NITI Aayog Urges Focus on Semiconductor Design and Packaging Over Wafer Race

A report released by NITI Aayog on Friday has advised India to prioritise semiconductor design and packaging over the highly competitive wafer fabrication race, a strategic shift that carries significant implications for the technology and business sectors in T Nagar and the wider Chennai area. The report suggests the country should focus on its current strengths to aim for global leadership in design, outsourced semiconductor assembly and testing (OSAT), advanced packaging, and critical semiconductor materials.
This policy recommendation contrasts with the government's rhetoric and the stated goals of ISM 2.0, which was announced in February and featured a roadmap for advanced manufacturing of 3 and 2 nanometre technology nodes.

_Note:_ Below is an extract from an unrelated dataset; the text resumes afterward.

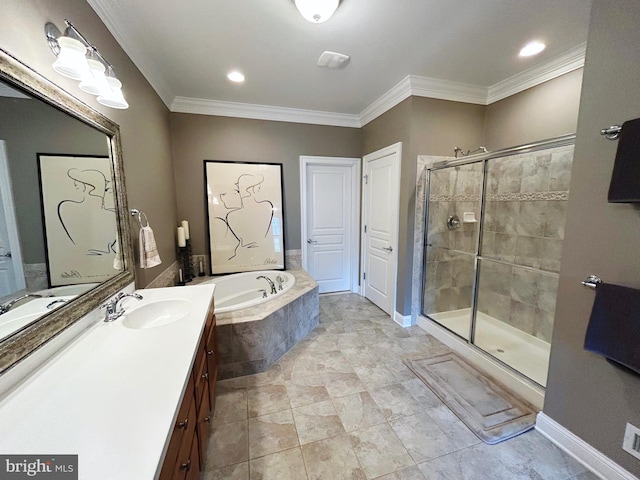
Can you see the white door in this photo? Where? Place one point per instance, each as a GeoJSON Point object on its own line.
{"type": "Point", "coordinates": [11, 271]}
{"type": "Point", "coordinates": [381, 198]}
{"type": "Point", "coordinates": [329, 229]}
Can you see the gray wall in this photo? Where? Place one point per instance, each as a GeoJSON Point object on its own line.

Instead, NITI Aayog argued that capital allocation and talent should be prioritised based on strategic importance and integration into the global value chain.
According to the report, India should pivot away from trying to catch up in the foundry race. It recommended focusing on advanced packaging, system integration, and manufacturing scale, which it noted are as important as transistor nodes in the current era.
The report urged the country to be selective and pragmatic regarding advanced technology nodes. It highlighted that mature-node logic, speciality analogue, mixed-signal chips, and compound semiconductors like Silicon Carbide (SiC) and Gallium Nitride (GaN) are what matter most to India's economy, as they power the country's industrial and strategic sectors.
Industry experts shared varying perspectives on the recommendations. Raja Manickam, the founder of iVP Semi, agreed that India should target well-defined, high-value, mature foundational semiconductor products rather than cutting-edge ones. He noted that power semiconductors, simple logic, and catalogue chips are easier to design and manufacture, have strong existing demand, and require a lower capital expenditure of roughly $400 million to $500 million.
Manickam added that these foundational chips can generate large volumes, helping India learn manufacturing at scale and attracting a supporting ecosystem of equipment makers and chemical suppliers. He suggested treating advanced node goals as longer-term objectives.
However, Ashok Chandak, president of IESA and SEMI India, cautioned against creating an artificial distinction between mature nodes and advanced technologies. While agreeing that design, packaging, and mature-node segments can deliver near-term global relevance, Chandak stated that a successful semiconductor ecosystem requires both capabilities.